Evliya Çelebi'nin gözünden Kayseri'nin unutulmaz hikayesi!
1649 yılında Kayseri'yi ziyaret eden ünlü seyyah Evliya Çelebi, Seyahatname adlı eserinde bu şehre dair dikkat çekici bilgilere yer vermiş. Ayrıntılar Kayseri Anadolu Haber'de...
1649 yılında Kayseri'yi ziyaret eden ünlü seyyah Evliya Çelebi, Seyahatname adlı eserinde bu şehre dair dikkat çekici bilgilere yer vermiş. O dönemin Kayseri'si, günümüzde pek çok kişinin bilmediği ilginç yönleriyle öne çıkıyor. İşte Evliya Çelebi’nin Seyahatname ‘sinden Kayseri hakkında öne çıkan noktalar…

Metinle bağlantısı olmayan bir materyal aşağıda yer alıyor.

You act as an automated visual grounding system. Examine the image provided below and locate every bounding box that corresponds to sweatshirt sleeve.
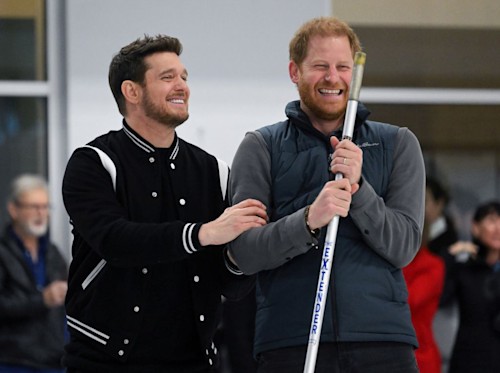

Kayseri’nin Kurucusu: Erciş
Evliya Çelebi’ye göre Kayseri'nin kurucusu, adı Erciş olarak bilinen bir kraldır. İlginç bir şekilde, şehrin kurucusunun adının Erciyes Dağı ile de bağlantılı olduğunu belirten Çelebi, ‘‘Erciş’‘ kelimesinin anlamının ise ‘‘bilinmeyen âlemin askerleri’‘ olduğunu ifade eder.
Kayseri Kalesi ve Şehir Mimarisi
Seyahatname'deKayseri Kalesi ile ilgili de bilgilere yer verilmiş. Çelebi, kalenin aslen Rum hükümdarlarından kaldığını, ancak Danişmentliler döneminde güzelleştirildiğini söyler. O dönemde kalenin içinde altı yüz ev bulunduğunu, dışında ise bin kadar iki katlı ahşap ev olduğunu kaydeder. Ayrıca, kalenin beş ana kapısı olduğunu ve bu kapıların isimlerini Boyacı Kapısı, Kiçikapı, Asarönü Kapısı, Pazar Kapısı ve Sivas Kapısı olarak sıralar.
Ahilik ve Pazarlık Kültürü
Günümüzde ‘‘pazarlıkta usta’‘ olarak bilinen Kayserililer, Evliya Çelebi’nin döneminde esnaf ile pazarlık yapmaktan kaçınırlardı. Özellikle Müslüman esnaflar, ahilik sistemine bağlı oldukları için malın gerçek değerini verdiklerinden pazarlığı kabul etmezlerdi. Buna karşın Ermeni, Rum ve Yahudi esnaflarla pazarlık yapmak mümkünmüş.
Kayseri’nin Meşhur Lezzetleri: Beyaz Un, Sucuk ve Pastırma
Evliya Çelebi’nin Kayseri mutfağına dair notları, şehrin bugünkü gastronomik ününü çok önceden kazandığını gösteriyor. O dönem Kayseri’de beyaz undan yapılan ekmeklerin ve çeşitli böreklerin revaçta olduğunu yazan Çelebi, şehrin sucuğu ve pastırmasının da eşsiz olduğunu vurguluyor. Özellikle kimyonlu ve baharatlı sucuk ile sığır pastırmasının Osmanlı sarayına bile gönderildiğini belirtmesi, bu lezzetlerin ne kadar değerli olduğunu ortaya koyuyor.
Uzun Yaşamın Sırrı: Erciyes’in Eteğinde Yaşamak
Evliya Çelebi’ye göre, Kayserililer uzun ömürlü bir halktır. Çelebi, şehrin soğuk havasının ve Erciyes Dağı’nın eteğinde yaşamanın insan ömrünü uzattığını ifade eder. Hatta Kayseri’de insanların 100 ile 160 yaşlarına kadar yaşayabildiğini belirtir.
Kayserililerin Zekâsı ve Eğitim Tutkusu
Çelebi’nin dikkat çeken bir diğer yorumu ise Kayserililerin zekâsı ve eğitimle olan ilgisi üzerine. Kış mevsiminin şiddetli geçtiği Kayseri’de halkın kış aylarını öğrenimle geçirdiğini ve çok sayıda şair ve yazar yetiştirdiğini anlatan Çelebi, Kayserililerin zeki insanlar olduklarını, eğitim ve kültüre önem verdiklerini vurgular.